= John Clagett Proctor =

American local historian, newspaper columnist and printer

John Clagett Proctor (1867-1956) was a local historian, newspaper columnist, and printer in Washington, D.C., best known for a long-running weekly column in the Washington Star newspaper.

Proctor was born November 15, 1867, in a house on New York Avenue NW between 6th and 7th Streets in Washington, D. C. He was the seventh child and second son of Mary Ann (Davison) and John Clagett Proctor, a lawyer and journalist who was then the city editor of the National Republican newspaper.

In 1883, Proctor began printing under Albert J. S. Curet at the United States National Museum. The next year, he received a permanent job at the museum, where he would work until 1906. In the early 1890s, he enrolled in the National University Law School, graduating with a master of laws degree in 1894. He passed the D.C. bar later that year, but never practiced as a lawyer.

Long interested in "history, biography, and genealogy, especially of his native Washington and the neighboring Maryland and Virginia counties," Clagett began speaking at local events on historical topics. In 1902, he began to publish articles and other writings on local history.

In 1928, he inaugurated a weekly column in the Washington Star. In 1949, he published his columns as a book: Proctor's Washington and Environs.

In 1939, the National University Law School gave him an honorary doctorate of laws degree.

Proctor died on April 19, 1956, at his house at 1605 Jonquil Street NW in Washington, D.C. His obituary in the Evening Star pronounced him the "outstanding historian on 19th Century Washington".

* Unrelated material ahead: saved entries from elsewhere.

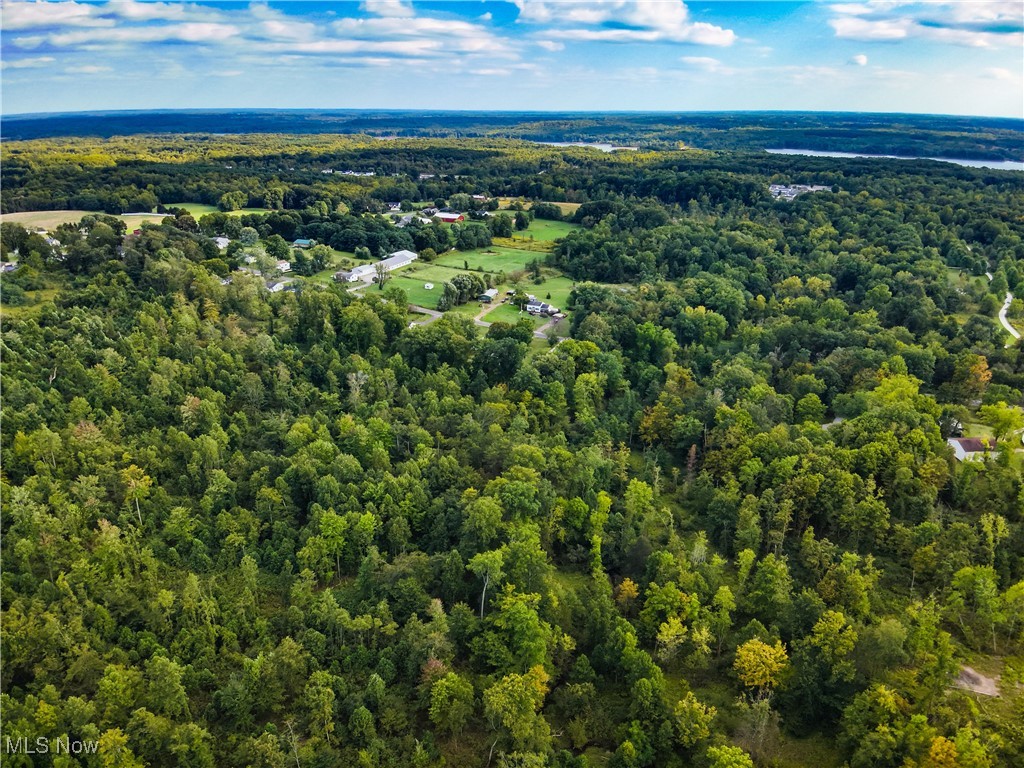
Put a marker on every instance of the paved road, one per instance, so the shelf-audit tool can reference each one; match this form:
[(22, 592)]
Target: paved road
[(432, 314), (1003, 314), (1003, 318)]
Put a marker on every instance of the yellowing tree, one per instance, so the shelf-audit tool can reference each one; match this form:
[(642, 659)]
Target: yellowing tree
[(760, 666)]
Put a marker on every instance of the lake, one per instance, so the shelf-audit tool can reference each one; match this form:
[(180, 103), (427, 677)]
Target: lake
[(1001, 165), (593, 144)]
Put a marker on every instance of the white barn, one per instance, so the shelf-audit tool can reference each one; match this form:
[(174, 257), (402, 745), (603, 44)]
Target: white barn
[(394, 261)]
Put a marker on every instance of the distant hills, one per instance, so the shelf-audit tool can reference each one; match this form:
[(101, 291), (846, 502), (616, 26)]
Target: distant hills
[(908, 135)]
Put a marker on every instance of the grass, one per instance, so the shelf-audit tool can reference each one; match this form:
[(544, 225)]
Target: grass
[(45, 219), (36, 301), (567, 209), (495, 259), (201, 209), (509, 313), (546, 230), (51, 219), (559, 288), (415, 291)]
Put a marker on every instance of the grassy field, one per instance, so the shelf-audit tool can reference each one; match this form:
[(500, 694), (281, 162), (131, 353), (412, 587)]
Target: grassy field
[(44, 219), (52, 219), (416, 292), (510, 313), (200, 209), (36, 301), (544, 229), (567, 208), (558, 288), (495, 259)]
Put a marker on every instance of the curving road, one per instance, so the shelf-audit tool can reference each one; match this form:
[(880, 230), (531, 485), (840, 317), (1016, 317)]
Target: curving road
[(1003, 314), (1003, 318)]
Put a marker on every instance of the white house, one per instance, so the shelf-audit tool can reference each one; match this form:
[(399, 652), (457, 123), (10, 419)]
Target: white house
[(394, 261), (971, 449)]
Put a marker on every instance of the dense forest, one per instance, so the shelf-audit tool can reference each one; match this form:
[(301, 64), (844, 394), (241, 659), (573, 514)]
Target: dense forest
[(719, 525), (905, 135)]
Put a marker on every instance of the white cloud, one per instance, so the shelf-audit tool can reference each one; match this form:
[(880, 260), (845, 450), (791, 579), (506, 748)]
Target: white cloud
[(393, 8), (87, 70), (623, 22), (27, 64), (863, 29), (998, 73), (978, 24), (198, 32), (25, 15), (702, 62)]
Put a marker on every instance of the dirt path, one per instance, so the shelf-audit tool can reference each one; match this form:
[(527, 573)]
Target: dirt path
[(432, 314), (974, 681), (1003, 313), (478, 320)]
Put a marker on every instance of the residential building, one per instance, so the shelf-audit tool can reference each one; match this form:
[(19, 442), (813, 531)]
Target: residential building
[(395, 260), (971, 449)]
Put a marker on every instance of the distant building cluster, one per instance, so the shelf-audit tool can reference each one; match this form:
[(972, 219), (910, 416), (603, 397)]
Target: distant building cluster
[(368, 271), (349, 173), (792, 192)]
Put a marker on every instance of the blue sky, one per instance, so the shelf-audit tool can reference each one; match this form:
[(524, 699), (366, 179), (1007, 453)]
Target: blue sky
[(962, 57)]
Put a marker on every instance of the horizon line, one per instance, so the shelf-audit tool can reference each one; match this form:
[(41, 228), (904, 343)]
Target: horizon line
[(395, 110)]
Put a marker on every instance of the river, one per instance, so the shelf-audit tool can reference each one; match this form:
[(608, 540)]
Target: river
[(1001, 165)]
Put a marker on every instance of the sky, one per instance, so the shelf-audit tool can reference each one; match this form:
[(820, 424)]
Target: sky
[(963, 57)]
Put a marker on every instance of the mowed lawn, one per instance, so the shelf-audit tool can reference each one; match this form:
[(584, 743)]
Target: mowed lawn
[(558, 288), (494, 259), (415, 291), (201, 209), (51, 219), (544, 229)]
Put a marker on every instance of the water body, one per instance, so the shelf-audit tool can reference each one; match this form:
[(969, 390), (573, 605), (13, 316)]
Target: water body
[(1001, 165), (593, 144)]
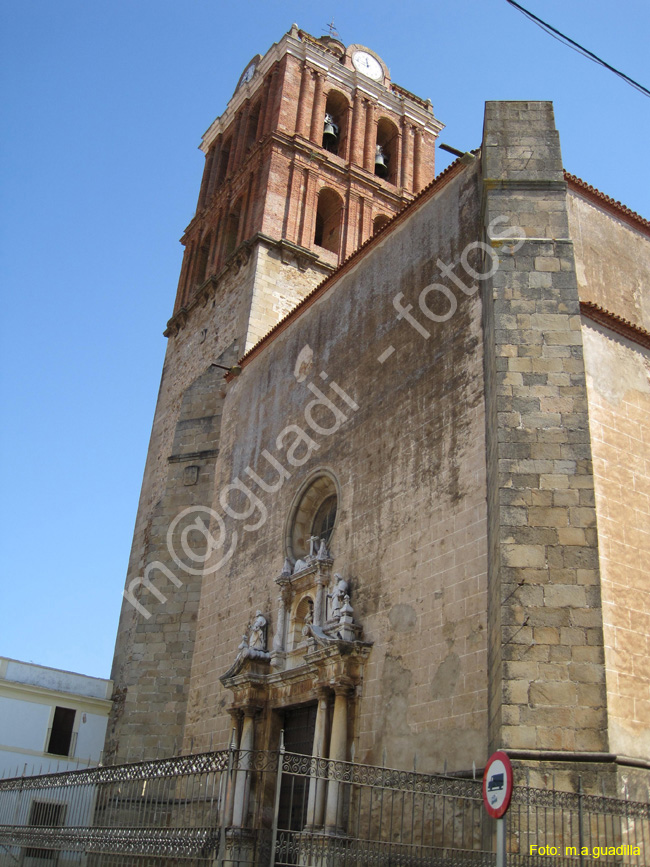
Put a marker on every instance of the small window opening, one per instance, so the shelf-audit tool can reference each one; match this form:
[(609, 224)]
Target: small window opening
[(386, 150), (224, 158), (328, 220), (379, 222), (202, 262), (324, 519), (61, 733), (232, 229), (253, 120)]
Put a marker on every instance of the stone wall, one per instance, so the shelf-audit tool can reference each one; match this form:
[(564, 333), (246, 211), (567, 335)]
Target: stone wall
[(613, 263), (546, 644), (215, 329), (410, 533)]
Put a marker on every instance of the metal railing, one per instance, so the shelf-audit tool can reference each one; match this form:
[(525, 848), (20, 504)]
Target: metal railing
[(276, 809)]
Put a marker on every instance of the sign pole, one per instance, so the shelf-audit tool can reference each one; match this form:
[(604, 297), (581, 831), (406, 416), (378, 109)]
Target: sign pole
[(501, 842), (497, 791)]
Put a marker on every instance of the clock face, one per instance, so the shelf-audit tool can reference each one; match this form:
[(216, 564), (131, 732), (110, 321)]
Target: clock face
[(248, 74), (367, 65)]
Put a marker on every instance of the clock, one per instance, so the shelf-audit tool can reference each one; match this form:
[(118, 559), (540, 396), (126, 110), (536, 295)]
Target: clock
[(368, 65), (248, 73)]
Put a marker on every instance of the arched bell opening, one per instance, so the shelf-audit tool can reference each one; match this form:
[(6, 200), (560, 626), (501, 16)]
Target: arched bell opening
[(386, 150), (251, 127), (335, 124), (328, 220)]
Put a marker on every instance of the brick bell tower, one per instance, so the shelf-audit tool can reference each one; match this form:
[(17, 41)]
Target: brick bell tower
[(316, 150)]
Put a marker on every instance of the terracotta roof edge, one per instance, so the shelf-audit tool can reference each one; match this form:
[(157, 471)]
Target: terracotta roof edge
[(616, 323), (610, 204)]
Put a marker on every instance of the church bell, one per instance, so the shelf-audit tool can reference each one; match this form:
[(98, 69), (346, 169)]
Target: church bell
[(381, 162), (330, 134)]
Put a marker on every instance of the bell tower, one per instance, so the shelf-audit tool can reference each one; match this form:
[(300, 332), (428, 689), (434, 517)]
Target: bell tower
[(316, 150)]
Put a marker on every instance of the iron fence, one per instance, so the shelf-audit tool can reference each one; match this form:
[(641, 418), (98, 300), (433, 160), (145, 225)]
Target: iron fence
[(276, 809)]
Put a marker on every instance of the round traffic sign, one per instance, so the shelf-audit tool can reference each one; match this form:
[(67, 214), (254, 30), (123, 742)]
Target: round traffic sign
[(497, 784)]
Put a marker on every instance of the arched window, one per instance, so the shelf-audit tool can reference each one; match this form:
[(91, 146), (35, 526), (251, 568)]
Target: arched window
[(232, 229), (251, 129), (304, 614), (379, 223), (328, 220), (335, 131), (386, 150), (313, 518)]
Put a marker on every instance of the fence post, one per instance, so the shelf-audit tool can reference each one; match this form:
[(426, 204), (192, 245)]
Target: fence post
[(228, 798), (580, 828), (276, 805)]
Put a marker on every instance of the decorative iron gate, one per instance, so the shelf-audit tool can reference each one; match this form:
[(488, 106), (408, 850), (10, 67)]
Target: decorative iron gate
[(222, 808)]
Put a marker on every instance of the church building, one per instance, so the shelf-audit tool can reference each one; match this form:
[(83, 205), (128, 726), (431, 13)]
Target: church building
[(396, 504)]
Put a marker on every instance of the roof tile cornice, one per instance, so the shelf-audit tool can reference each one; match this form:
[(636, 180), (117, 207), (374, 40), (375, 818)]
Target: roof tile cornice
[(616, 323), (606, 202)]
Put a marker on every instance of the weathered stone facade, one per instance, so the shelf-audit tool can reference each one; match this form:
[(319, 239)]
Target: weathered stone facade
[(424, 501)]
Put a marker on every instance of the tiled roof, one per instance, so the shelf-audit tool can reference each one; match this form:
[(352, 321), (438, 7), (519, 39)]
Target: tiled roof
[(610, 204), (437, 183), (616, 323)]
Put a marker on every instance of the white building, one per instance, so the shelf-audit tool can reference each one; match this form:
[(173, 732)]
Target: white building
[(50, 719)]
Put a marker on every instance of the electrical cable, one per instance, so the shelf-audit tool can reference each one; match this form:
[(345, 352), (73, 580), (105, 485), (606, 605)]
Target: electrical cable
[(565, 40)]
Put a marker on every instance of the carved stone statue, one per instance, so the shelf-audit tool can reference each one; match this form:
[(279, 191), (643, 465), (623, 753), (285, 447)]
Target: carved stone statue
[(338, 596)]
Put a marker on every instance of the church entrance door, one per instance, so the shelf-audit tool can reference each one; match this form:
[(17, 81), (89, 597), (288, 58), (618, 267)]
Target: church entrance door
[(299, 728)]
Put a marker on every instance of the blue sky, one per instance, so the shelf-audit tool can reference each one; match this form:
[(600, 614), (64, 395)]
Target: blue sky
[(103, 106)]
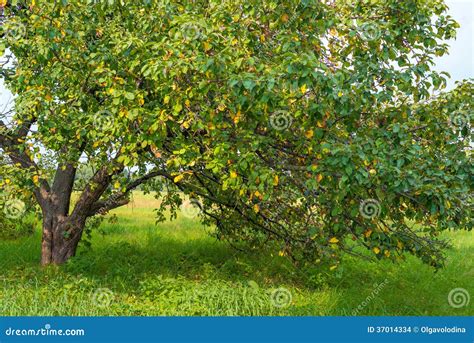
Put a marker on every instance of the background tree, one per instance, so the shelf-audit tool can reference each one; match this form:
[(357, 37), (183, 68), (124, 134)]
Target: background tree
[(304, 126)]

In 1964, Milton Rubincam wrote for the Columbia Historical Society:A dedicated local historian, Proctor contributed extensively to our knowledge of the events that have taken place in the Nation's Capital and its environs. His published writings reflect his interest in every facet of life in this area —social, political, economic, financial, educational, diplomatic, literary, military, even genealogically.